Getting Started with Docker's new CLI Model Runner

Introduction

Docker has revolutionized the way developers build, ship, and run applications. Now, with the introduction of the Docker Model CLI, working with AI models has never been easier. This new CLI provides a simple yet powerful way to manage, download, and run AI models within Docker environments.

Getting Started with Docker's new CLI Model Runner

In this article, we’ll explore how to get started with Docker Model CLI, from installation to running AI models efficiently. Whether you are an AI enthusiast, a machine learning practitioner, or just curious about Docker's AI capabilities, this guide will walk you through each step with practical examples and clear explanations.

Installing and Setting Up Docker Model CLI

To get started, ensure that you have the latest version of Docker Desktop 4.40+ installed on your machine. You can download it from the official Docker website.

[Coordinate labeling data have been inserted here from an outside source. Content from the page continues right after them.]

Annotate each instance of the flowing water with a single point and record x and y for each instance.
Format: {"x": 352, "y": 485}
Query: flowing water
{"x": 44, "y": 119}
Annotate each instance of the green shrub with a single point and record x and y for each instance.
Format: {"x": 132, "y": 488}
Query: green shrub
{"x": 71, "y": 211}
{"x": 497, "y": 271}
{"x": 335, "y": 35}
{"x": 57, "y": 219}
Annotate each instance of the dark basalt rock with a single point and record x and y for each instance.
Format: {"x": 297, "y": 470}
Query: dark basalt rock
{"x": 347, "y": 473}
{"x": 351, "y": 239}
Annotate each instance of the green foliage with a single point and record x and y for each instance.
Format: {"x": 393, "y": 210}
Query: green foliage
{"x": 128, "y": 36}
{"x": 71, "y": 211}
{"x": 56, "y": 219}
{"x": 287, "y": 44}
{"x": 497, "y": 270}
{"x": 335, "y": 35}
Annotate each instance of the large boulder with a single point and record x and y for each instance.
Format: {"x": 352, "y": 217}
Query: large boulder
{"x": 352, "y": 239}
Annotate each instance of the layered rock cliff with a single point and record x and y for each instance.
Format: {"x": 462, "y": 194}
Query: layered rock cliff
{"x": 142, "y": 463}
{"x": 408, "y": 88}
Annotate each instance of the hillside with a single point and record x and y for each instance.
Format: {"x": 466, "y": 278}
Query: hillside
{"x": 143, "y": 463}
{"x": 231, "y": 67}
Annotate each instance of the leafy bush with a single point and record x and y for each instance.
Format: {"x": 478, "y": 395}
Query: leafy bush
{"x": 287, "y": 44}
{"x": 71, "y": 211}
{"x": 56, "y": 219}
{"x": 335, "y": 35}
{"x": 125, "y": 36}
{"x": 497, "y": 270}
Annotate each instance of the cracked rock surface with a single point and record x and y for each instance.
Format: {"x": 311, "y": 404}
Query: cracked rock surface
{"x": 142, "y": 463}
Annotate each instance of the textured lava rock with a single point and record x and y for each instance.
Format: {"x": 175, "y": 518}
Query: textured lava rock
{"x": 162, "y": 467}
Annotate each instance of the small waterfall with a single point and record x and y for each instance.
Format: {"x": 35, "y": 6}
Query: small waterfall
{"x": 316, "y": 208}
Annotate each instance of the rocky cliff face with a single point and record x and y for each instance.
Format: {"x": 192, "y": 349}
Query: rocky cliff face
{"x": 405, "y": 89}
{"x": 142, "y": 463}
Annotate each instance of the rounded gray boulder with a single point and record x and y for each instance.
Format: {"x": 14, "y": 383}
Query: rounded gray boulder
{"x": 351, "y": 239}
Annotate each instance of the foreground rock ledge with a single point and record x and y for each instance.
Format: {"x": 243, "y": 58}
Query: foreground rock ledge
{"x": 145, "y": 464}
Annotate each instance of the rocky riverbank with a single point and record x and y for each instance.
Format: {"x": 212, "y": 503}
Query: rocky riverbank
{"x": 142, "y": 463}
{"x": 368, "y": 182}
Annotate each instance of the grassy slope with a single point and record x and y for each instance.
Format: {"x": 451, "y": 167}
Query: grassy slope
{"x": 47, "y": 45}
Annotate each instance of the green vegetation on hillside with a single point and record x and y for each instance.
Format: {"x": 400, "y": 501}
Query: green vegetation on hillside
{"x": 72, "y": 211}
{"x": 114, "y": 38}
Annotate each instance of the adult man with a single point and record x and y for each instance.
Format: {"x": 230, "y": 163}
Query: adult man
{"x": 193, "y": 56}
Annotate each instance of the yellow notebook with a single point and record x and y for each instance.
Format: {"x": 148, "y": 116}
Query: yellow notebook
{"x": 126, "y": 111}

Enable Docker Model Runner

Once the Docker Desktop is installed, make sure that the Docker Model Runner is enabled. By default, this feature is turned on in version 4.40.

  1. Open Docker Desktop.
  2. Navigate to Settings > Features in Development.
  3. Check if Enable Model Runner is enabled.
    Enable Docker Model Runner
  4. If you don’t see this option, enable Use nightly builds under Software Updates and restart Docker.
    enable Use nightly builds

To apply changes, click Apply & Restart.

Enabling TCP Support (Optional)

Docker Model Runner accepts connections via the host Docker socket (/var/run/docker.sock). However, you can also enable host-side TCP support to allow connections on a specified port (default: 12434).

To enable this feature:

  1. Open Docker Desktop settings.
  2. Locate Enable host-side TCP support and set a custom port if needed.
  3. Click Apply & Restart.

This setting is useful when working with external applications that need to interact with AI models running in Docker.

Using Docker Model CLI

Once everything is set up, open your terminal and verify that Docker Model CLI is available by running:

docker model --help

This should display the available commands:

docker model --help

Checking Model Runner Status

To verify if the Model Runner is running, execute:

docker model status

If it’s active, you should see:

docker model status

Managing AI Models with Docker Model CLI

Listing Available Models

docker model ls

Initially, this will return an empty list. Let’s download a model to see how it works.

Downloading an AI Model

Docker hosts several AI models on Docker Hub under the ai/ namespace. To download a model, use the following command:

docker model pull ai/llama3.2:1B-Q8_0

Available models include:

  • ai/gemma3
  • ai/llama3.2
  • ai/mistral
  • ai/phi4
  • ai/qwen2.5

More models will be added in the future.

Listing Downloaded Models

docker model ls

Listing Downloaded Models

Running a Model

To run a model and send a message:

docker model run ai/llama3.2:1B-Q8_0 "Hi"

Example output

run a model and send a message

To start an interactive chat session:

docker model run ai/llama3.2:1B-Q8_0

Type /bye to exit.

Removing a Model

docker model rm ai/llama3.2:1B-Q8_0

Connection Methods

Docker Model Runner offers three primary ways to interact with AI models:

  1. From within containers
    • Access via internal DNS: http://model-runner.docker.internal/
  2. From the host via Docker Socket
    • Example request:
      curl --unix-socket /var/run/docker.sock \
        localhost/exp/vDD4.40/engines/llama.cpp/v1/chat/completions \
        -H "Content-Type: application/json" \
        -d '{"model":"ai/llama3.2:1B-Q8_0"}'
  3. From the host via TCP
    • If TCP support is enabled, connect via the port 12434.
    • Alternatively, use a reverse proxy:
      docker run -d --name model-runner-proxy -p 8080:80 \
        alpine/socat tcp-listen:80,fork,reuseaddr tcp:model-runner.docker.internal:80

OpenAI API Compatibility

The Model Runner implements OpenAI-compatible endpoints:

  • GET /engines/{backend}/v1/models
  • GET /engines/{backend}/v1/models/{namespace}/{name}
  • POST /engines/{backend}/v1/chat/completions
  • POST /engines/{backend}/v1/completions
  • POST /engines/{backend}/v1/embeddings

Models are automatically loaded when specified in requests.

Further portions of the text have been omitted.